Online Feis – Insight from an Adjudicator • Feis Arlíne – Léargas ó Moltóir

Late last year, CLRG passed the roll out of Regional Online Feisanna. Over the last few weeks several regions have ran their events and  LuAnnO’Rourke Boyd ADCRG gives us an insight in to her first experience of adjudicating online.

Tell us a little bit about yourself and your dancing history

I grew up dancing since the age of six in New York.   I competed at the Mid Atlantic Oireachtas, North American Championships and Oireachtas Rince na Cruinne.  I passed my TCRG in 1995 and my ADCRG in 2007.  I started my own school, O’Rourke Irish Dancers, in 1996 and had much success bringing my dancers to regional, national and interntional competitions.  In 2018 I merged my school with the world renowned Doherty Petri School of Irish Dance.  I have judged all over the United States and Cananda and have been fortunate to have judged Regional Championships, The North American Championships and Oireachtas Rince na Cruinne.

Which online event did you adjudicate and was it an event based on a large stage or a small stage?

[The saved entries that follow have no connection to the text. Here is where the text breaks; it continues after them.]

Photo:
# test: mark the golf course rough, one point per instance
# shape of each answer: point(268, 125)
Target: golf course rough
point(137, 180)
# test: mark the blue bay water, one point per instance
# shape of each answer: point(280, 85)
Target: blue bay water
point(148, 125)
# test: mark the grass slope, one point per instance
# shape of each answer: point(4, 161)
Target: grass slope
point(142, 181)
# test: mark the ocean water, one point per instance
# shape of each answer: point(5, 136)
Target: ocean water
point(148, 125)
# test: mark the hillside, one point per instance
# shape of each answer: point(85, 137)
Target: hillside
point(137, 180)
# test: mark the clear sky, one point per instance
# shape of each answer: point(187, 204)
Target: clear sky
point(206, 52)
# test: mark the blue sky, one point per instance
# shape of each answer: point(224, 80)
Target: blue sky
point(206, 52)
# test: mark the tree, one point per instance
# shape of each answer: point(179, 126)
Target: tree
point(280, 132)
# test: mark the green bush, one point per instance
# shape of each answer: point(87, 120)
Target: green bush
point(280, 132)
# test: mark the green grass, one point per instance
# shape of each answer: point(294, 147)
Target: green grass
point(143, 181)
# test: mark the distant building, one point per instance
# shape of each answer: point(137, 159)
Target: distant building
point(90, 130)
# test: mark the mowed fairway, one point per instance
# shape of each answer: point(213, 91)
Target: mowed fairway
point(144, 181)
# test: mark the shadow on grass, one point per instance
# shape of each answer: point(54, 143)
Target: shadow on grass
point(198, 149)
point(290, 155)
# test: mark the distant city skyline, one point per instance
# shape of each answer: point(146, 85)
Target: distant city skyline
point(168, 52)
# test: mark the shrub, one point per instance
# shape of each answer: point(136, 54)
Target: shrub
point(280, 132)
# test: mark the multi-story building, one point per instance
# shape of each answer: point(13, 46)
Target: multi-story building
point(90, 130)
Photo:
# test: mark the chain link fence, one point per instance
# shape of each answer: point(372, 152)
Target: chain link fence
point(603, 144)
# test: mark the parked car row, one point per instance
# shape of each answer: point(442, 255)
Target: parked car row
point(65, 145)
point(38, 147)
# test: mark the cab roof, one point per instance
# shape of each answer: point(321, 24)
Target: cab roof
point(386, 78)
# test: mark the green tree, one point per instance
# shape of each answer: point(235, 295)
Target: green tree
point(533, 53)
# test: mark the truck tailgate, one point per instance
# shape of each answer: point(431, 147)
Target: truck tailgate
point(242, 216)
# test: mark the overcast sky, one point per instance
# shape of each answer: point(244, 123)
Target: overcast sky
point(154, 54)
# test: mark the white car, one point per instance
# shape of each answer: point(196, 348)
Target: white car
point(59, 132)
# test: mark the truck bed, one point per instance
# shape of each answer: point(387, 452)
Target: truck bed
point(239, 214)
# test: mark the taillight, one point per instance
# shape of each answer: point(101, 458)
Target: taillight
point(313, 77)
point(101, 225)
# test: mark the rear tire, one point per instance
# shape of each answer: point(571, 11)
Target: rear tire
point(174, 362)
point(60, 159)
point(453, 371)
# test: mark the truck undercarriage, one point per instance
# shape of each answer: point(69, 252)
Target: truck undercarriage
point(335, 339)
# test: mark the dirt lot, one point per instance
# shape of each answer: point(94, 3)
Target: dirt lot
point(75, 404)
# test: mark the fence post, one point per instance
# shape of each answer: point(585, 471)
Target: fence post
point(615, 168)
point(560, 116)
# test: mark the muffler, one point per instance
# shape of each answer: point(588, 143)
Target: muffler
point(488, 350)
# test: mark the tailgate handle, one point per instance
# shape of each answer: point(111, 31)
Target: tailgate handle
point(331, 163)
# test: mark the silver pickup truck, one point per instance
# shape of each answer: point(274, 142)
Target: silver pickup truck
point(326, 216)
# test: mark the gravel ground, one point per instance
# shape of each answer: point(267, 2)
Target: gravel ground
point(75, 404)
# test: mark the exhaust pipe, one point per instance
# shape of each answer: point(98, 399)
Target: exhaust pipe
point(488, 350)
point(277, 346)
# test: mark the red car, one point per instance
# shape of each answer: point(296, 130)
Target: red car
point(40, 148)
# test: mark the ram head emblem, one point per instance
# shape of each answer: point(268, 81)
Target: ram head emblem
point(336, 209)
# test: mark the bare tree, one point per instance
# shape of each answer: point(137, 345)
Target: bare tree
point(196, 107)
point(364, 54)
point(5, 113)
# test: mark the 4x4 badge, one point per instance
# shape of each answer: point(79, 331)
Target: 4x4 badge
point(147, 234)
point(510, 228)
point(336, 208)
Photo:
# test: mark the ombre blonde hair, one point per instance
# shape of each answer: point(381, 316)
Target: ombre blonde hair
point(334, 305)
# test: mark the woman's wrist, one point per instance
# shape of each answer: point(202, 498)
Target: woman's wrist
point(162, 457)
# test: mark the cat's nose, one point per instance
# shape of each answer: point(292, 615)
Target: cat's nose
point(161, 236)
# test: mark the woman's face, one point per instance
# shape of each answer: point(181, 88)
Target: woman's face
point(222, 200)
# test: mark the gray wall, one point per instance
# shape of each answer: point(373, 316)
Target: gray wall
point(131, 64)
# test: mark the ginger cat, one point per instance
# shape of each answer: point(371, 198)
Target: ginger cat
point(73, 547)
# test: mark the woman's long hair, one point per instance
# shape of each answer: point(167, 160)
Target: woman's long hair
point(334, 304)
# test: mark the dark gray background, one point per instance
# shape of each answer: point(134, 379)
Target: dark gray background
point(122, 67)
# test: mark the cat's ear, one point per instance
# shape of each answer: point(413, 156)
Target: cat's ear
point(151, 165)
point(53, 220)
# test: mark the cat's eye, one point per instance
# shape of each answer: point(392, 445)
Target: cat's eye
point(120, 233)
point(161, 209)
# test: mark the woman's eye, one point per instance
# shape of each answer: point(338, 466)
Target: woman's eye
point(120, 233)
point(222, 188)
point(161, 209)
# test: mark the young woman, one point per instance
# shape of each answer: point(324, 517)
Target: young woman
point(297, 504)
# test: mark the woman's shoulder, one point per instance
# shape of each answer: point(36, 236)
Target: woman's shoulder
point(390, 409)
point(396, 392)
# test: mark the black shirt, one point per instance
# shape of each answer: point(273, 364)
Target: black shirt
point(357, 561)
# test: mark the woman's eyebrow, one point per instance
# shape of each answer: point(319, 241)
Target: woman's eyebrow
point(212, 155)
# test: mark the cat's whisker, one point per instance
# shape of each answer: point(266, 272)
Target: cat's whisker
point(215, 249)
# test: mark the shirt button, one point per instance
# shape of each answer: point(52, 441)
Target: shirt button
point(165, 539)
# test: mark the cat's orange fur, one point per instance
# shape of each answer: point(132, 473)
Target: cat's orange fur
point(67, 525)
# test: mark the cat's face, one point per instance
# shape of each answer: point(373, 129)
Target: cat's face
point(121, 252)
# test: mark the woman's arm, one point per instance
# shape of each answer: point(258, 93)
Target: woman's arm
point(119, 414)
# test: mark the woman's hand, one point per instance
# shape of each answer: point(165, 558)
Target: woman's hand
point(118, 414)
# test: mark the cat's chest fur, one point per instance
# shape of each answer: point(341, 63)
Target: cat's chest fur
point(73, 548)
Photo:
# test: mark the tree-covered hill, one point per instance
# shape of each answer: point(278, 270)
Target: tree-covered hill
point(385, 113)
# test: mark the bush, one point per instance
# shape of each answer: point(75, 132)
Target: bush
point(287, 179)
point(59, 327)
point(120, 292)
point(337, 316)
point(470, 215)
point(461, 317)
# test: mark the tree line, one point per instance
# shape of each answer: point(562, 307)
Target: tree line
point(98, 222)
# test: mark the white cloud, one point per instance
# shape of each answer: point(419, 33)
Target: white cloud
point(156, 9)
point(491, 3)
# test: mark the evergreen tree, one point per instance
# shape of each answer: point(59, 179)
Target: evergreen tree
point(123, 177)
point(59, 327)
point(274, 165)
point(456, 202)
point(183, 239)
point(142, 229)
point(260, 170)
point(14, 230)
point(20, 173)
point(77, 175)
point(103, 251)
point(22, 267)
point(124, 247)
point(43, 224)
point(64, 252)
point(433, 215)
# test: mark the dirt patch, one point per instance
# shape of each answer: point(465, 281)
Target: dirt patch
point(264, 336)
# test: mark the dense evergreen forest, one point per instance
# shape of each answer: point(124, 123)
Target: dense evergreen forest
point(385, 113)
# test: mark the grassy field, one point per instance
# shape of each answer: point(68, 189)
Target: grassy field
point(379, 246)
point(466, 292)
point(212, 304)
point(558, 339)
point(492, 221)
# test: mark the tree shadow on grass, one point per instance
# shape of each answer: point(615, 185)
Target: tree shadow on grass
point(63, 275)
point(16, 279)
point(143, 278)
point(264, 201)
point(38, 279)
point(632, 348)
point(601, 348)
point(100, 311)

I judged the RCCEA (Europe & Asia) regional on line feis.  Dancers had a choice of both small or large stage. 

Did you find the dancers performance was restricted by taking part in the small stage event?

I did feel performances were restricted in the small stage event but that is to be expected.  I give the dancers a great deal of credit for participating and going for it.  It’s important to note that the “small stage” competitors were not competing against the “large stage” competitors.  In times like these I’m glad they had the option and the opportunity whether their stage was large or small.  Adjudicators are aware of the challenges dancers face when they are on a small stage and it’s amazing to see them adapt. Kudos to all of them!

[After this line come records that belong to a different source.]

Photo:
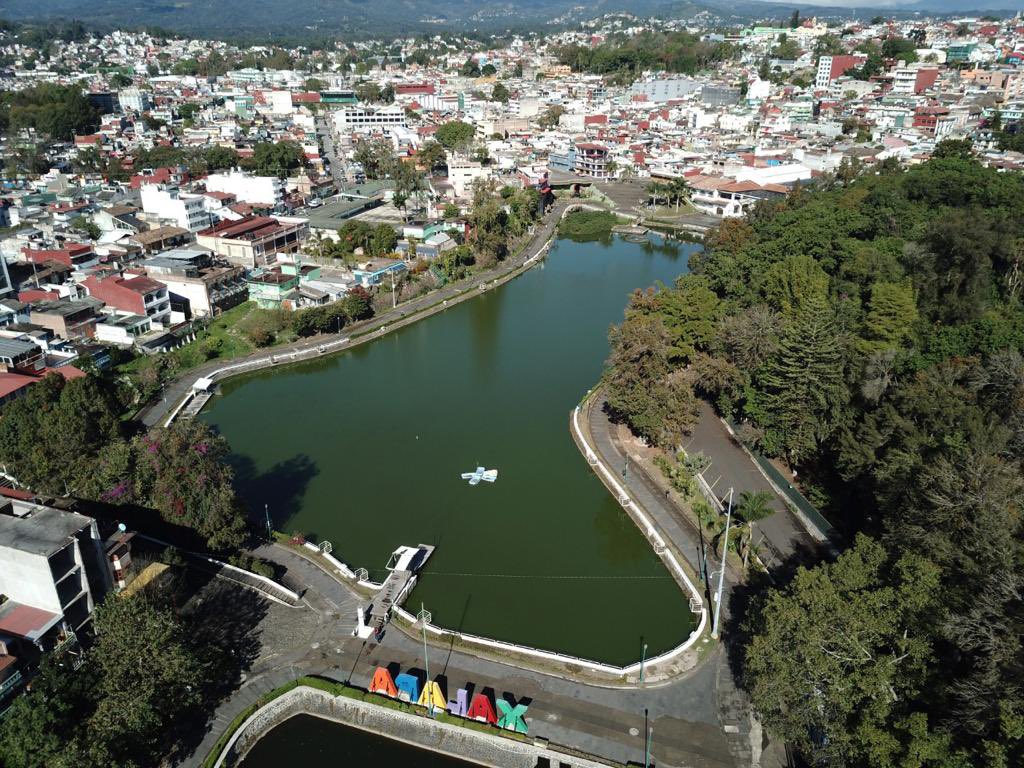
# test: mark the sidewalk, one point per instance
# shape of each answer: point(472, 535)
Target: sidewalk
point(686, 714)
point(781, 534)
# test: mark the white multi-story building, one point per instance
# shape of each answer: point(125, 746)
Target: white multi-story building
point(462, 174)
point(265, 190)
point(133, 99)
point(187, 211)
point(348, 118)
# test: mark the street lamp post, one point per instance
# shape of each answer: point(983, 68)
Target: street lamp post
point(425, 617)
point(721, 573)
point(643, 658)
point(648, 732)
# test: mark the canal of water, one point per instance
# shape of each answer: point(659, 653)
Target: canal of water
point(365, 450)
point(325, 744)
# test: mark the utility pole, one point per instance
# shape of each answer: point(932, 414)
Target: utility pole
point(648, 733)
point(425, 617)
point(721, 573)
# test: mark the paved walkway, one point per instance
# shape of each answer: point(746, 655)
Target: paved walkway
point(689, 716)
point(404, 313)
point(676, 527)
point(780, 536)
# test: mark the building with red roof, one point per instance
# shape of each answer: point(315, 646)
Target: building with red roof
point(132, 294)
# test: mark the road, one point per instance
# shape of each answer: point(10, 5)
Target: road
point(327, 141)
point(700, 719)
point(689, 715)
point(780, 536)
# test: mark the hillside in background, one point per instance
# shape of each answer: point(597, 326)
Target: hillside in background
point(360, 18)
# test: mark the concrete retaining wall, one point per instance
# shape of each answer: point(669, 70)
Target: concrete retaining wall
point(418, 730)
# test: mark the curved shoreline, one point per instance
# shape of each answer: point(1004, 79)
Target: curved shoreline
point(658, 669)
point(375, 328)
point(489, 748)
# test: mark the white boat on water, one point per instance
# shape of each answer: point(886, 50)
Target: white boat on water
point(480, 474)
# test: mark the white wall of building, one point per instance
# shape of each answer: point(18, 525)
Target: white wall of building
point(267, 190)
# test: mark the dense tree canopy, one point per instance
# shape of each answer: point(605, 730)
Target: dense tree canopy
point(139, 678)
point(455, 134)
point(68, 437)
point(54, 111)
point(626, 58)
point(869, 332)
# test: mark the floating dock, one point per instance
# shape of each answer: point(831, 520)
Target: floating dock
point(402, 567)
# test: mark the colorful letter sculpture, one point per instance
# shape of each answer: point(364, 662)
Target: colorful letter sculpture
point(382, 683)
point(432, 696)
point(408, 686)
point(511, 716)
point(460, 706)
point(481, 707)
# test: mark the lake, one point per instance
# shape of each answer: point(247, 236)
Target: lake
point(366, 449)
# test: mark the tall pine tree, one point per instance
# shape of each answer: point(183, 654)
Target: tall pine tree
point(802, 385)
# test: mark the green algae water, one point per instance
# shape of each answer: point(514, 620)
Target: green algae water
point(326, 744)
point(366, 449)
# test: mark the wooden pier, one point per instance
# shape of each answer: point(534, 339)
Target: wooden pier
point(404, 564)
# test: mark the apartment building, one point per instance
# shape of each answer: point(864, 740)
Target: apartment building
point(830, 68)
point(132, 294)
point(908, 81)
point(52, 570)
point(592, 160)
point(204, 287)
point(186, 211)
point(255, 241)
point(261, 190)
point(349, 118)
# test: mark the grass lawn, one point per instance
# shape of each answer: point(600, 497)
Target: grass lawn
point(221, 340)
point(669, 212)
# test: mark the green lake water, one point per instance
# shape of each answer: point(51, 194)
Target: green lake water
point(325, 744)
point(365, 450)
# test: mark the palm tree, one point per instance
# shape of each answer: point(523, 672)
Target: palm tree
point(754, 506)
point(655, 190)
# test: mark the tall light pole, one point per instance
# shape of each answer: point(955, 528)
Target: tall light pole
point(648, 733)
point(721, 573)
point(425, 617)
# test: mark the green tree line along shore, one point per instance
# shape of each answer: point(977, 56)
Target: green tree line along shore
point(868, 333)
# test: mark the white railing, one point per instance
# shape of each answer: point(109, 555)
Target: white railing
point(660, 548)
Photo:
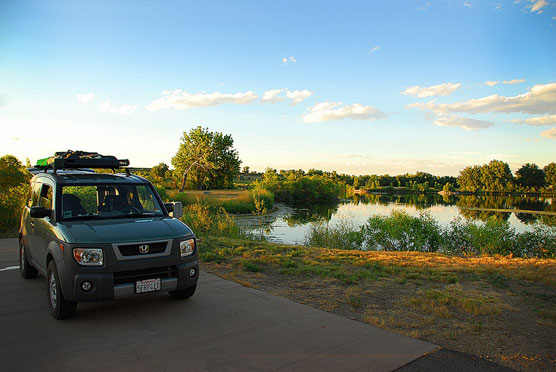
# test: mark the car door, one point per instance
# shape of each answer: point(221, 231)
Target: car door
point(31, 223)
point(43, 226)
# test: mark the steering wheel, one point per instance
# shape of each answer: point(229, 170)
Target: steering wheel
point(131, 209)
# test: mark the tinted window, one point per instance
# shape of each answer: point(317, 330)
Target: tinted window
point(109, 201)
point(34, 196)
point(46, 197)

How did you find adjudicating online, is it a lot more work than a regular in person event?

I really enjoyed juding the on line feis.  I thought the region did an excellent job dividing up the amount of work each adjudicator was assigned.  I personally judged about 215 videos and I had from Friday to Sunday to complete my assignments.  I spent a good deal of time on Friday judging the  majority of the competitions I was assigned and I finished up in a few hours on Saturday.   I enjoyed that the dancers were one at a time and I was not rushed between dancers to scribble comments.  I took my time to write what I hope were clear and constructive comments.  I also loved the fact that the QuickFeis system had some common comments available for us to “tick” off. 

Do you feel that the Online Events are a suitable replacement for in person events during the COVID-19 pandemic

I absolutely feel the Online Feis is a suitable replacement for in person feisanna during the pandemic.  Seeing all the positive posts on FaceBook afterwards from the teachers about how happy their students were to have something to work towards and getting such great feedback was very rewarding.  It was also rewarding as an adjudicator to have work after so much time.  We are all affected by the downward spiral the pandemic has had on us. 

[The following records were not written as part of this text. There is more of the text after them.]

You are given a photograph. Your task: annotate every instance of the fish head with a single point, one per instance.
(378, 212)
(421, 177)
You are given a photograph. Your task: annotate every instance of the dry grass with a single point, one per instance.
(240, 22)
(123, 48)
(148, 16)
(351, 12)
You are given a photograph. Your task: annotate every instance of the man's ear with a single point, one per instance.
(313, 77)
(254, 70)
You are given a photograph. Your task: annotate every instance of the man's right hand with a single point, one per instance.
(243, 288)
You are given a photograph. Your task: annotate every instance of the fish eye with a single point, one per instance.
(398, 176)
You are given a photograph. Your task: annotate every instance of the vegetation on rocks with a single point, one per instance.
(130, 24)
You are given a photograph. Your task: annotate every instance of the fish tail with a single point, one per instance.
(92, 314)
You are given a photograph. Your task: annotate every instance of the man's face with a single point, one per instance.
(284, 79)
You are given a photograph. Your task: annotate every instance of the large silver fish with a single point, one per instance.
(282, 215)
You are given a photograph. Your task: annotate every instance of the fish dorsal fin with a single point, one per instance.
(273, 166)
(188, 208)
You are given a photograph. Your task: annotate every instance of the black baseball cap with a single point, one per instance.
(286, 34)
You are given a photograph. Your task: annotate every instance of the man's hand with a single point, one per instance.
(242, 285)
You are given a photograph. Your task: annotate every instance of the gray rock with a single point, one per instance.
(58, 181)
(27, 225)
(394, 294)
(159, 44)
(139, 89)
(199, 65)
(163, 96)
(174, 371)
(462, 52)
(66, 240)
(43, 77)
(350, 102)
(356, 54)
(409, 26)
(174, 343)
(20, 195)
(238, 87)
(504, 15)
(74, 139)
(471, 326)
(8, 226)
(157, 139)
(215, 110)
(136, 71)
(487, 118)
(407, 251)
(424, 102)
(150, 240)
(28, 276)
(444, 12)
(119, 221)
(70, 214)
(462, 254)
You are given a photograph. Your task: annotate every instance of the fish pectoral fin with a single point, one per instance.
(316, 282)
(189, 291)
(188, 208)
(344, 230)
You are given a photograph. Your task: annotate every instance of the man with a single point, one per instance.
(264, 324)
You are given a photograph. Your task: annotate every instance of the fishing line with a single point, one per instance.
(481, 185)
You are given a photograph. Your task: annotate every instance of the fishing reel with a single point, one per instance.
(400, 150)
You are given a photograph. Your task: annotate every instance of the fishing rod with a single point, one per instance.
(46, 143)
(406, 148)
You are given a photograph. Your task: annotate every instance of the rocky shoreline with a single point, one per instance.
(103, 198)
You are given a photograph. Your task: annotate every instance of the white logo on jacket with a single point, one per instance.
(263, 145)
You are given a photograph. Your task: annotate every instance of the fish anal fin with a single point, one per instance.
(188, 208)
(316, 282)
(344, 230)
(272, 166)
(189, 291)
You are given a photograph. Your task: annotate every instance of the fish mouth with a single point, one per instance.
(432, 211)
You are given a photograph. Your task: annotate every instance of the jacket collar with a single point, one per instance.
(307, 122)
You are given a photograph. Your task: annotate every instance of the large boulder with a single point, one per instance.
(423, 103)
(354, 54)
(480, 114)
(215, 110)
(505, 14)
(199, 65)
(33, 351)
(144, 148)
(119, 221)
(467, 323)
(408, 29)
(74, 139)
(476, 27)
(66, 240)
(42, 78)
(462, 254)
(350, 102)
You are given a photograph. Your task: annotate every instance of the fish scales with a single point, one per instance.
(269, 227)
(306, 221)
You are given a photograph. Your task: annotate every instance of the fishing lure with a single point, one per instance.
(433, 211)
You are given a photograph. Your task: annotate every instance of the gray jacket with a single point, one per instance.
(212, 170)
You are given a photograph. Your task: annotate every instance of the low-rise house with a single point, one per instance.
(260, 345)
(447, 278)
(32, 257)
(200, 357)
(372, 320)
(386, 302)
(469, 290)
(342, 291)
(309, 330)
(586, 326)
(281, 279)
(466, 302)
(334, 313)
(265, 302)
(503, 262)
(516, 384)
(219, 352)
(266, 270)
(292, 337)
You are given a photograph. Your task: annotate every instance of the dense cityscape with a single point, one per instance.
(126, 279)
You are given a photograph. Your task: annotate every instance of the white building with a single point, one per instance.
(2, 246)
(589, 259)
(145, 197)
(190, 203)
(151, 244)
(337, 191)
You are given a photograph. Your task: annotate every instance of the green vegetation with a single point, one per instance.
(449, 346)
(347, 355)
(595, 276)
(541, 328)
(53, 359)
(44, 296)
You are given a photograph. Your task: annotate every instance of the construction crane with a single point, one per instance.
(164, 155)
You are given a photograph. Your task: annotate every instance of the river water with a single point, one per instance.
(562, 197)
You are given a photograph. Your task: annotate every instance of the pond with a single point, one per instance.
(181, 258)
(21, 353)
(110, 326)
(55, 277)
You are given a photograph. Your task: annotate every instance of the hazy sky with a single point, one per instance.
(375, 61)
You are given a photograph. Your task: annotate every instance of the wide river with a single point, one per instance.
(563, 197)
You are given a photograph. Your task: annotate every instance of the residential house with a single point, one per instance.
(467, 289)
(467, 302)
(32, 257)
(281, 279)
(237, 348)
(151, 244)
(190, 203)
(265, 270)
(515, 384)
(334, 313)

Is there is anything else you would like to comment on with regards to Online Feis / Adjudicating?

I was pleasantly surprised at how well organized  and easy to use the on-line platform was.  I personally feel that this pandemic will change the way we do things moving forward and we need to embrace technology and change so that we can continue to keep the dancers, parents, teachers and adjudicators engaged.  So many of our schools have suffered tremendous loss in numbers of dancers dropping out during this time due to lack of motivation.  It’s on line events like the digital feis that needed to be implemented.  There were over 700 entries in the RCCEA on line feis and one of the teachers there told me they would never achieve those numbers at an “in person” feis because of the distance between the countries.  What an amazing opportunity for those dancers to compete against each other and dance in front of judges they may otherwise have never had the opportunity to see in person.